O terceiro episódio aprofunda a volta de Jô Soares à Globo, comandando seu programa que ocupou por 16 anos a grade da Rede Globo de segunda a sexta, tratando diversos assuntos.
Tata Werneck, Fábio Porchat, Angélica, Andreia Sadi e Natuza Nery voltam ao cenário do Jô para relembrar suas passagens.
Andreia e Natuza fizeram parte do Meninas do Jô, onde uma roda de conversa política inteiramente feminina formada por jornalistas destrinchava os assuntos políticos da semana.
O final do episódio trata sobre o final do programa, com os problemas de saúde do Jô Soares estando cada vez mais presentes.
O quarto e último episódio traz ao público a intimidade de Jô Soares, como foram seus últimos anos, sua intimidade familiar e em casa.
Fala sobre a morte de seu filho, um duro baque em sua vida pessoal e profissional.
Traz depoimentos de Zélia Ducan, Drauzio Varella, Nilton Travassos e seus empregados.
Ao final, descobrimos que as cinzas de Jô Soares foram transformadas num diamante.
Então, pela eternidade aqui na terra, mesmo que sua alma não esteja, mas entre nós, somente na memória, o que restou de sua forma física se transformou num pequeno brilhante, o qual ex-sua esposa carregará pelo resto da vida e será passado de geração em geração.
O documentário se encerra com o final de uma apresentação de Jô no teatro embalado pela música: “O importante é você não perder o riso” Sobem-se os créditos da produção com ilustrações de fotos, mas com um silêncio ensurdecedor ao que parece para representar no público a sensação do vazio.

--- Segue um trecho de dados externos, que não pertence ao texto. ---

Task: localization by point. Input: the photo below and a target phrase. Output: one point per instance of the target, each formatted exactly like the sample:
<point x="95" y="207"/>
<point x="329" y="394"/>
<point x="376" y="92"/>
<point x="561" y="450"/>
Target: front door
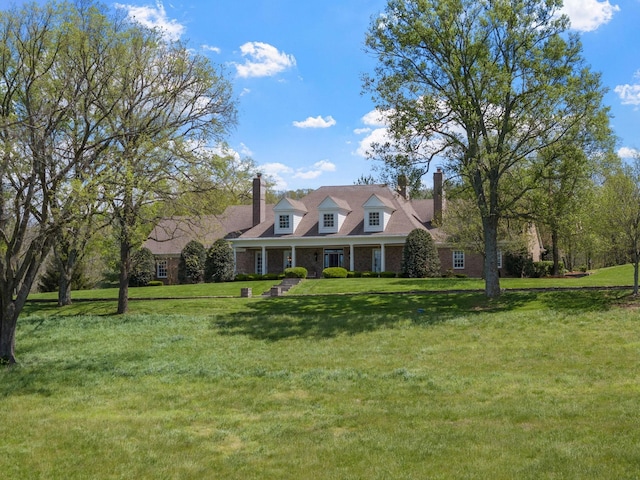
<point x="333" y="258"/>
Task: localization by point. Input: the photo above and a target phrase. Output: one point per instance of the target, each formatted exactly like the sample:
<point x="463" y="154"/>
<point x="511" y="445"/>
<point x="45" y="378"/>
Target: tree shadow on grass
<point x="327" y="316"/>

Acredito que Jô Soares deu sua contribuição generosa aos seus enquanto esteve nesse mundo, seus últimos momentos em vida, ao que foi relatado, foram de extrema lucidez do que estava acontecendo, ele não lutou contra a morte como Faustão na corrida de transplantes de órgãos e cirurgias.
Jô Soares tinha em mente que teve uma boa vida, que o ciclo tinha se encerrado e já tinha feito o que tinha que fazer aqui. Faleceu em paz consigo.